Not surprisingly, empirical research indicates that information about risks and benefits tends to be difficult to understand [14], at least in part because the interpretation of this type of information requires significant quantitative skill [15–17]. Quantitative literacy is quite limited in the general public: the International Literacy Survey [18] indicates that almost half of North Americans lack what are considered the minimum skills required to apply arithmetic operations to numbers embedded in printed materials. Fractions and proportions (exactly the type of quantitative information typically used to present risks and benefits) are the types of numerical information that prove most challenging for the average person [19]. Furthermore, even highly educated people have difficulty performing the quantitative operations that are commonly required in the interpretation of likelihood (e.g., converting from percentages to proportions and vice versa [20]), and experts fall prey to the same biases in interpretation that affect lay people [21]. Thus, the understanding of information regarding risks and benefits proves challenging for many, if not all, people.

Thus far, the news seems bad: communications about risks and benefits are ubiquitous in consumer health information, and people have trouble understanding and using these communications. So what can an information professional do? Training consumers of health information to make sense of medical data is one approach [22–24], consistent with the general principle of empowering consumers by supporting literacy initiatives [25]. Careful examination of the relevant research in cognitive psychology offers another, perhaps adjunct, method of addressing the issue. This research indicates that the format in which likelihood is presented—verbal, numeric, or visual—influences understanding. The research also identifies those other aspects of presentation that tend to produce biased interpretation of risk and benefit information. Based on these results, it is possible to identify the characteristics of “good” presentations of risks and benefits that maximize understanding and minimize bias.

Throughout this paper, one example will be used to illustrate the concepts being discussed. Imagine a forty-year-old woman, pregnant for the first time, coming to you for information about maternal serum screening. Her primary focus is screening for Down syndrome, and she wants to be sure to make an informed decision regarding whether to take the test. She is particularly concerned about the meaning of a positive test result, because she knows that a positive result (even a false positive) would cause her significant psychological distress, and because she understands that the tests commonly recommended to distinguish true positive from false positive results (amniocentesis and chorionic villus sampling) themselves carry a risk to the child. Much of her required information regards outcome likelihood: her overall risk of having a child with Down syndrome (approximately 1%), the likelihood that a case of Down syndrome will be correctly identified by the test (termed sensitivity, maternal serum screening has a 90% sensitivity for Down syndrome, indicating that about 90% of cases will be correctly identified, while 10% while receive an incorrect negative test result), the likelihood that correct negative test result will be returned when the fetus does not have Down syndrome (termed specificity, maternal serum screening for Down syndrome has a specificity about 60%, indicating that about 60% of negative cases are correctly identified, while 40% of negative cases receive a false positive result), and the iatrogenic risk of amniocentesis (about 1%) and chorionic villus sampling (about 1%).
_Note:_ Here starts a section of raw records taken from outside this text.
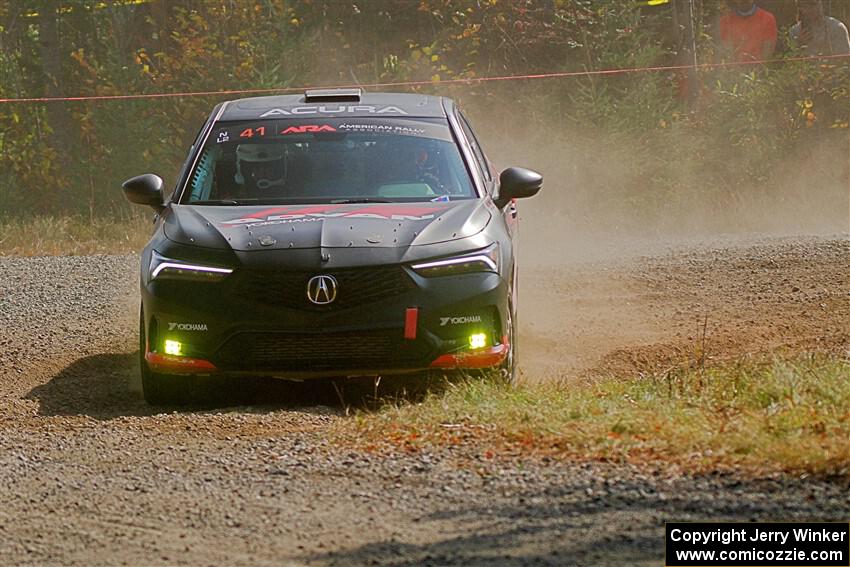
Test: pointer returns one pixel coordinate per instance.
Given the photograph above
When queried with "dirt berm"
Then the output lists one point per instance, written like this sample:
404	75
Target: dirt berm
89	475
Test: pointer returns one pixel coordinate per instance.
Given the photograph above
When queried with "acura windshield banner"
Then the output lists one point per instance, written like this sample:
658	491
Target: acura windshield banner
762	545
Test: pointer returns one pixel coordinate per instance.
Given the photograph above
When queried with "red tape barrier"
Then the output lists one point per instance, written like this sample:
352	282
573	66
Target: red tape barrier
622	71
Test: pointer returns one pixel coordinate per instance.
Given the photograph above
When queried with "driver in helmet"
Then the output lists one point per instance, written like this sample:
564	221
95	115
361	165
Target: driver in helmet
260	169
418	164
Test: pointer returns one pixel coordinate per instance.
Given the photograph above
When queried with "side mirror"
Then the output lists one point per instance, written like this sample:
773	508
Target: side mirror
517	183
144	190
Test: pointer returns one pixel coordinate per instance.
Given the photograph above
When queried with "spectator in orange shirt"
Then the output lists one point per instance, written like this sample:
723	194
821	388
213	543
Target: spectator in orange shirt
747	32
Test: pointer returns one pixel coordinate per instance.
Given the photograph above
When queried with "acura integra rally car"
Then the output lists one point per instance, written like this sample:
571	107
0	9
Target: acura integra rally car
333	233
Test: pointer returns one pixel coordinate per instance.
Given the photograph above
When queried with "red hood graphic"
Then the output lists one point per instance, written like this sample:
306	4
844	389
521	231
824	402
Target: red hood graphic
369	225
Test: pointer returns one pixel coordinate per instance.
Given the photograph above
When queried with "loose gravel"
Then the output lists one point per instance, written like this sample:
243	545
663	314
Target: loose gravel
91	475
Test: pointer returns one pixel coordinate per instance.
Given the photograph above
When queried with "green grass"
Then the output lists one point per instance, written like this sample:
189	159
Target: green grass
788	415
39	236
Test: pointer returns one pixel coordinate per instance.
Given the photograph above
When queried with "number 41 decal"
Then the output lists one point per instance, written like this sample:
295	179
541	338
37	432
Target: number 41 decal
251	132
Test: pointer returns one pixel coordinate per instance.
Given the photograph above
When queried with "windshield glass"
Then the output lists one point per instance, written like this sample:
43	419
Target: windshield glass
329	160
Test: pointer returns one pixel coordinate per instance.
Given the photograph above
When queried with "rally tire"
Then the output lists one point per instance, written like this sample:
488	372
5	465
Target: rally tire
508	371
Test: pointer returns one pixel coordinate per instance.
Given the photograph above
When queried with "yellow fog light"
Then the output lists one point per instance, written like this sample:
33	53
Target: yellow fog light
173	348
478	340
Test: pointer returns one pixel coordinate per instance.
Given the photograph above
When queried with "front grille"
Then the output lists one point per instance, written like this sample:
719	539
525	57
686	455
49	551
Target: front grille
319	352
356	287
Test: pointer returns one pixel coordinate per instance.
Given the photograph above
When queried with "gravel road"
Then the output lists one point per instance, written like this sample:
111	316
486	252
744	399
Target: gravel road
90	475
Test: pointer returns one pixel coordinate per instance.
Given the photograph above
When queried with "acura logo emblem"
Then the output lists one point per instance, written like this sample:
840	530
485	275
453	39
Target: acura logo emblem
321	290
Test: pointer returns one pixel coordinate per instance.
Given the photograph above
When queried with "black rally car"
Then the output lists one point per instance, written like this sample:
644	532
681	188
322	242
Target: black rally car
334	233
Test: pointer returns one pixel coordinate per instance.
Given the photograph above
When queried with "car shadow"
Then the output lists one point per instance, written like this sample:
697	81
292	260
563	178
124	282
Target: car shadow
105	386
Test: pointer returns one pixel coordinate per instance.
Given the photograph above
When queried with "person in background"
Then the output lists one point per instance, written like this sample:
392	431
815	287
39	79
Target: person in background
747	32
817	33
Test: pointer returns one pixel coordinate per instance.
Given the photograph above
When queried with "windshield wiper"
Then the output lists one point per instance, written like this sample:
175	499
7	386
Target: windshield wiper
359	200
217	202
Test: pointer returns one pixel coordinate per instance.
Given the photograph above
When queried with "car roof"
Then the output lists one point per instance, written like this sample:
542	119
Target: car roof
335	103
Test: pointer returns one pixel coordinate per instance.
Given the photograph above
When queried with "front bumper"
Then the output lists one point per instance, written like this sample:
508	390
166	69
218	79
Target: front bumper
234	328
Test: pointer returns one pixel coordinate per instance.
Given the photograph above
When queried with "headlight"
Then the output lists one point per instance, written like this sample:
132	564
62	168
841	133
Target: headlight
166	268
486	260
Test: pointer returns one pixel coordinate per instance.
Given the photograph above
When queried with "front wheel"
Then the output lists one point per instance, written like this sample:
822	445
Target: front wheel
508	371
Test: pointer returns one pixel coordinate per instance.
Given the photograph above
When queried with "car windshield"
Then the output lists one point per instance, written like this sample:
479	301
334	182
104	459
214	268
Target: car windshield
329	160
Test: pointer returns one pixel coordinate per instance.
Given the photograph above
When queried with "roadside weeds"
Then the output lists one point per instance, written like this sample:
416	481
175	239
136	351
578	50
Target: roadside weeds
762	415
73	235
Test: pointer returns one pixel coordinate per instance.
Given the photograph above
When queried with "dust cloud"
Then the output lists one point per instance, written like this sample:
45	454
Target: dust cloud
608	196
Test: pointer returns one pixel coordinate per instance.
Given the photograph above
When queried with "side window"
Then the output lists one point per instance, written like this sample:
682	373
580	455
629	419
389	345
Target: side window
476	147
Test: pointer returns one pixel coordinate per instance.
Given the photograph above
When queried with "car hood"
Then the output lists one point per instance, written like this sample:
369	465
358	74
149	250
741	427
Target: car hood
370	225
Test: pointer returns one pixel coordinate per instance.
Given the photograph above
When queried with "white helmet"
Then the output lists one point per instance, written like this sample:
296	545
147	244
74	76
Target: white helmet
264	164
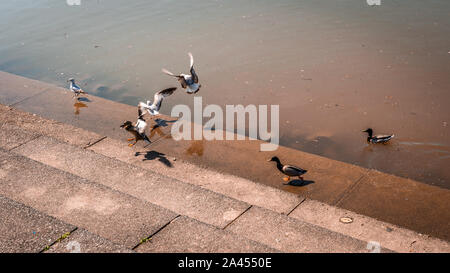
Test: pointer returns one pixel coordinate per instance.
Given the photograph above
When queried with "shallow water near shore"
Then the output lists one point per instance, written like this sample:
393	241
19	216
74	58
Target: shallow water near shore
334	67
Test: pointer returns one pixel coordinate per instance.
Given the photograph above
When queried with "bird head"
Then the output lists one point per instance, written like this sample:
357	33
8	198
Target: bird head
369	131
125	124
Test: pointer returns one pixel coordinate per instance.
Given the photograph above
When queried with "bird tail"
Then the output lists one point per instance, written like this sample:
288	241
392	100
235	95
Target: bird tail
146	139
191	59
168	72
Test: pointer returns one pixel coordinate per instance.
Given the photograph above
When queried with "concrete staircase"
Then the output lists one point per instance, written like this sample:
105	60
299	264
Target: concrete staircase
66	189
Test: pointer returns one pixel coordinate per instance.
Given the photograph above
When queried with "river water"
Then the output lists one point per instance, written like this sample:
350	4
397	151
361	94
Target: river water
335	67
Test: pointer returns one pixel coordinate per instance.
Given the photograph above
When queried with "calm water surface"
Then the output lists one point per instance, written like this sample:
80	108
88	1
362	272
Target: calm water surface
335	67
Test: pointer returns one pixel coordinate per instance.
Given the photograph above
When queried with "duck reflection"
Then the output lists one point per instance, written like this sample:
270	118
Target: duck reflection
77	105
196	148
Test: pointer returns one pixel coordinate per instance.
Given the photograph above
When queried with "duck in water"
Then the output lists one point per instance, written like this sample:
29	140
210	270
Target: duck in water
377	138
289	170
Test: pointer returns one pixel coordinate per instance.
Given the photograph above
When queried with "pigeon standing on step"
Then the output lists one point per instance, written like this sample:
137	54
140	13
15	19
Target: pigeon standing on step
188	82
137	130
75	88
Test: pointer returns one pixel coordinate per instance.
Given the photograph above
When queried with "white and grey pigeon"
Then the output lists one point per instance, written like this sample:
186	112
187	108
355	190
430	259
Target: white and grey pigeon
153	108
137	130
188	82
75	88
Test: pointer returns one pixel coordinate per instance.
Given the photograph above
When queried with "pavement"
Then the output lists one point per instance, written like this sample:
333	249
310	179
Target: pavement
72	170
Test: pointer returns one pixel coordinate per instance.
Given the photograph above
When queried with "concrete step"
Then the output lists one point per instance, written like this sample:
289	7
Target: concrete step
24	229
187	235
229	185
118	217
185	199
288	234
100	211
368	229
233	186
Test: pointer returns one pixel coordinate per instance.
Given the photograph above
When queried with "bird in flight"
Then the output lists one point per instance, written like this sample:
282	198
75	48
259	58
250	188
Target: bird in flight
153	108
188	81
76	90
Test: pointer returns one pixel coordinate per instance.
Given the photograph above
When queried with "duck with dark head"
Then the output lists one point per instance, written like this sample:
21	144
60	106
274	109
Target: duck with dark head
377	138
289	170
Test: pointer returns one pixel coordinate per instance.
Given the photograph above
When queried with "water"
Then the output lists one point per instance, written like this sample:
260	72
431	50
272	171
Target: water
335	67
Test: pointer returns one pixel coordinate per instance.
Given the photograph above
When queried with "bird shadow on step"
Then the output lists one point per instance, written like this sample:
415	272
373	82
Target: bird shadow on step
152	155
84	99
163	123
299	183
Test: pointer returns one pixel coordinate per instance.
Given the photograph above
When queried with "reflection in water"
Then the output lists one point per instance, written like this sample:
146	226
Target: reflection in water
156	129
151	155
77	105
195	148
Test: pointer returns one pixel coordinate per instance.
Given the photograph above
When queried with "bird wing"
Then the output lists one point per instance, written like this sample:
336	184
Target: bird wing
194	75
168	72
191	58
183	82
141	109
140	126
292	170
159	96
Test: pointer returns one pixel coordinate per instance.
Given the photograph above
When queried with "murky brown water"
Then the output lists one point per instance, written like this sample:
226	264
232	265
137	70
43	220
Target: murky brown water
335	67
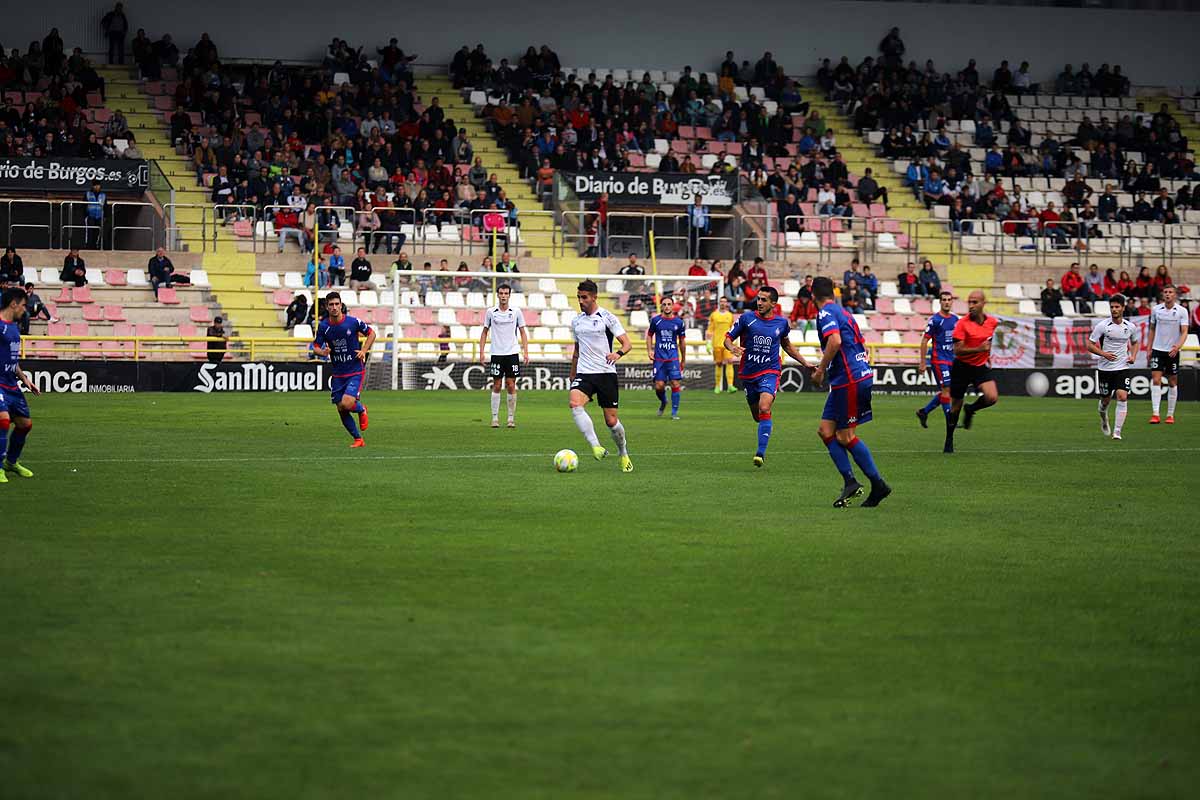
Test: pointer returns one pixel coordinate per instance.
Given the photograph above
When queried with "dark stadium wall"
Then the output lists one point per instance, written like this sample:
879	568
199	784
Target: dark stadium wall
1155	48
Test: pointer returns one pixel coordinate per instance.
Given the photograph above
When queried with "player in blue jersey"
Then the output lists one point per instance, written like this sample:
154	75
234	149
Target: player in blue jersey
15	415
939	330
337	337
665	348
845	367
762	335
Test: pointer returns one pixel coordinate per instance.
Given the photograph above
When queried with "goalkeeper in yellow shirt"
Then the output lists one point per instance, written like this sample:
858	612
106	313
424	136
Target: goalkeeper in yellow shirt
719	324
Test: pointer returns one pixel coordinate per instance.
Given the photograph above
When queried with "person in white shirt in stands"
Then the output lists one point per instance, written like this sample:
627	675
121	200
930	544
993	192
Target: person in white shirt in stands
1114	342
1168	332
504	324
594	371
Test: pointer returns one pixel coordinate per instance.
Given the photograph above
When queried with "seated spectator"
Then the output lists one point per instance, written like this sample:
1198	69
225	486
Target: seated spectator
1051	300
73	269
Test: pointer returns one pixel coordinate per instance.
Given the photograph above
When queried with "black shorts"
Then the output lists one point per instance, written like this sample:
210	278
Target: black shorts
1163	361
964	376
505	366
601	386
1111	380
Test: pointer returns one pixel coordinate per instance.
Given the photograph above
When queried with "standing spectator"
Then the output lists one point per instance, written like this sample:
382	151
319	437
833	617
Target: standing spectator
162	271
216	348
115	25
1051	300
360	272
73	269
94	215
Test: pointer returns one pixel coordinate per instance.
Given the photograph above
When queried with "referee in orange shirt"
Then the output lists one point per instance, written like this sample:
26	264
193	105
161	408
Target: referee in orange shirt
972	350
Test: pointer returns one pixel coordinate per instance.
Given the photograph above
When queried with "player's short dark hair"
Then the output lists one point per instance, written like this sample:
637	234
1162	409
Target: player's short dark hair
11	295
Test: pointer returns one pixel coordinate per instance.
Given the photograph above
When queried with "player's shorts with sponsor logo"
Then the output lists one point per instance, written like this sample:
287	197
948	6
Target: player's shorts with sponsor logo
1163	361
601	386
964	376
850	404
1110	380
342	385
12	401
666	370
505	366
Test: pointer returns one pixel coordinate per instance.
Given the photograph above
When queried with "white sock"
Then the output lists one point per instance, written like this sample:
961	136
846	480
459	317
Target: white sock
618	435
583	422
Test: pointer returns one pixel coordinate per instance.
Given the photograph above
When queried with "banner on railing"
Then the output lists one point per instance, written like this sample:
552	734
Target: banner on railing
654	188
72	175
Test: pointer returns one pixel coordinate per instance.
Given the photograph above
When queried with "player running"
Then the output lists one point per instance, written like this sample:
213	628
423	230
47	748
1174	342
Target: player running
594	371
1115	342
1168	332
504	324
665	348
762	335
849	404
719	324
939	330
13	408
337	337
972	349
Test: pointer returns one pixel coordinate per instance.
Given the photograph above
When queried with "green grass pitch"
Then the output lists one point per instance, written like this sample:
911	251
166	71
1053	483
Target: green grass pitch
214	596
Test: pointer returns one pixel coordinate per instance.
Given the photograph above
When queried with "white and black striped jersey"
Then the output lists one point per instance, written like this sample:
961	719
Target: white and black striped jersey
1119	338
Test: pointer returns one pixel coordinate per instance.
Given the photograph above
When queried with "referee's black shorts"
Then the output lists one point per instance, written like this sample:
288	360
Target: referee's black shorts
601	386
964	376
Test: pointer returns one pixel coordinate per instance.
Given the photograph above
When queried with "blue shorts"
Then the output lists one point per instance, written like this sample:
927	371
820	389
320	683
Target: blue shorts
351	385
666	370
763	384
941	371
850	405
13	402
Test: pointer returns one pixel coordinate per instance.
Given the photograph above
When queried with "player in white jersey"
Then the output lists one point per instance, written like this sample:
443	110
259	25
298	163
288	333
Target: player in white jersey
594	371
1114	342
1168	332
505	324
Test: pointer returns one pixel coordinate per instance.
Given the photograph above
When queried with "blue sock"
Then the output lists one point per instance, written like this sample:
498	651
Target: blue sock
16	444
351	425
763	435
862	455
840	458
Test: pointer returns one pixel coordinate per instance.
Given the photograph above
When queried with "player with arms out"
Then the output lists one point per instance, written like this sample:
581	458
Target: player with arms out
719	324
504	324
665	348
1168	332
337	337
15	414
972	352
762	336
1114	342
594	371
940	331
845	367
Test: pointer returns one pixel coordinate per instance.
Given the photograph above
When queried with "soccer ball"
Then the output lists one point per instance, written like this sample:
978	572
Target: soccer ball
565	461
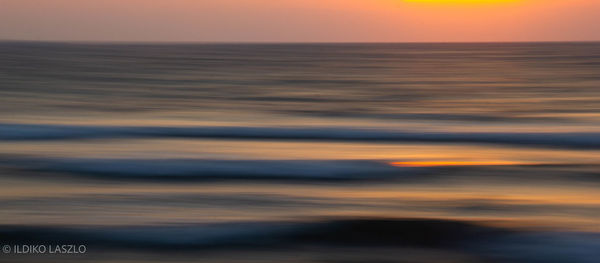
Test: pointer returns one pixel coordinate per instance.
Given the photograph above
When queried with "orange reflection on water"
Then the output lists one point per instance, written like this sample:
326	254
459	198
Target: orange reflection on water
453	163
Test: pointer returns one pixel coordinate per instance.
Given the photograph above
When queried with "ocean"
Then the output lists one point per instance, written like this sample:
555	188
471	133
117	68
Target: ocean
414	152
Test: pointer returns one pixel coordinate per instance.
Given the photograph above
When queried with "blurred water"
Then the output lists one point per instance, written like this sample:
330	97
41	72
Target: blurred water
302	152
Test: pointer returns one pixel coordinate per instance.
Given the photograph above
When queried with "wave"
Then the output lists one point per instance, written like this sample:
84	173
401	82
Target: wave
491	243
577	140
214	169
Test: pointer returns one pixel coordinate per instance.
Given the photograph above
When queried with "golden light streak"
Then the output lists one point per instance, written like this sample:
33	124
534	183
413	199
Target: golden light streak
462	1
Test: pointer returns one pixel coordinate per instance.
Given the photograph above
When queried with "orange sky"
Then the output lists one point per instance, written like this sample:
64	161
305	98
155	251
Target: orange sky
300	20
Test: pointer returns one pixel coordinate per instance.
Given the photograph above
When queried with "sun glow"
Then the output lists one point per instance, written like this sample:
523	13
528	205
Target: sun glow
462	1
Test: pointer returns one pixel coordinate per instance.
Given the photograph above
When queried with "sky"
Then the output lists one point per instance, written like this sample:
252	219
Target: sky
300	20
Verbal labels for likelihood

Likelihood is essentially a numerical concept; nonetheless, a wide variety of verbal terms are used to communicate the chance that an outcome will occur. One obvious advantage to the use of verbal labels for likelihood is that compared to numerical representations, verbal labels are generally viewed as easier to use and more natural, perhaps because they consist of common words that seem to be easily understood [26–28]. This apparent advantage, however, hides a serious drawback: inconsistent interpretation. On a positive note, verbal probability labels tend to be ordered consistently [29], so that people generally agree that some verbal labels imply lower likelihood (e.g., probabilities labelled as “extremely low” or “low”), while others imply higher likelihood (e.g., probabilities labelled as “high” or “very high”). There is, however, no consensus about the particular numerical figure that best represents a given verbal probability label [30, 31], and each verbal label tends to correspond to a wide range of numerical probabilities [32]. The numerical probabilities assigned to verbal probability labels differ across individuals (e.g., physicians and patients assign different numerical probabilities to the same verbal probability label [33]) and across context (e.g., with the outcome that is being considered [34, 35] or with the context in which the outcome occurs [36]). Thus, a “low” risk of complications may mean 10% to one person and 2% to another, or a “high” risk of death may be 1%, while a “high” risk of minor injury could imply 20%. Overall, the evidence suggests that while verbal labels for likelihood are viewed as easy to use, their interpretation is highly variable and dependent on the specific context.

When communicating likelihood, information providers tend to prefer to use verbal labels, especially when the exact probability of the outcome is unknown; information users, by contrast, usually prefer that likelihood be presented in numerical terms [37, 38]. Verbal labels are viewed as less precise than their numerical counterparts [39], which no doubt explains the different preferences for verbal versus numerical representations. Information providers choose verbal labels, because they are careful not to express more than they know, while users prefer numerical representations, because they want the most precise information they can possibly get. Both communicators and those receiving the communication agree that verbal labels are used to describe uncertain or vague probability estimates. Verbal labels, therefore, serve a dual purpose in communication: they indicate the general likelihood that an outcome will occur (e.g., low, medium, high), and they signal that there is some uncertainty about the exact level of probability.

If you found a resource for your client that described the likelihoods in verbal terms, it might read as follows:

Your overall likelihood of having a child with Down syndrome is high. If your baby actually has Down syndrome, it is quite certain that the test results will detect the problem; nonetheless, there is a small possibility that the problem will not be detected by the test. If your baby does not have Down syndrome, it is somewhat likely that the test result will be negative; it is, however, possible that the test will be positive even if the baby does not have Down syndrome. Amniocentesis or chorionic villus sampling may be recommended as further tests in the event of a positive test result; each of these procedures carries a high risk of spontaneous abortion.

It is important to note that, in this passage, the “high” risks of Down syndrome, amniocentesis, and chorionic villus sampling correspond to approximately 1%. The verbal label of “high” risk is chosen based on Calman's standardized verbal scale for risk [40]. Calman developed his scale to communicate low-probability risks associated with unlikely events such as being struck by lightning or contracting a rare disease. This scale, therefore, is not appropriate to communicate the sensitivity (90%) and specificity (60%) of the test. In fact, Calman's scale does not even have labels for probabilities in the range required. The verbal labels used to describe sensitivity and specificity were chosen on the basis of a study of the interpretation of standard verbal risk terms [41], which suggests, for example, that in general use the term “somewhat likely” corresponds to a chance of approximately 60%. Thus, the passage indicates that it is somewhat likely that the test result will be negative if your baby does not have Down syndrome.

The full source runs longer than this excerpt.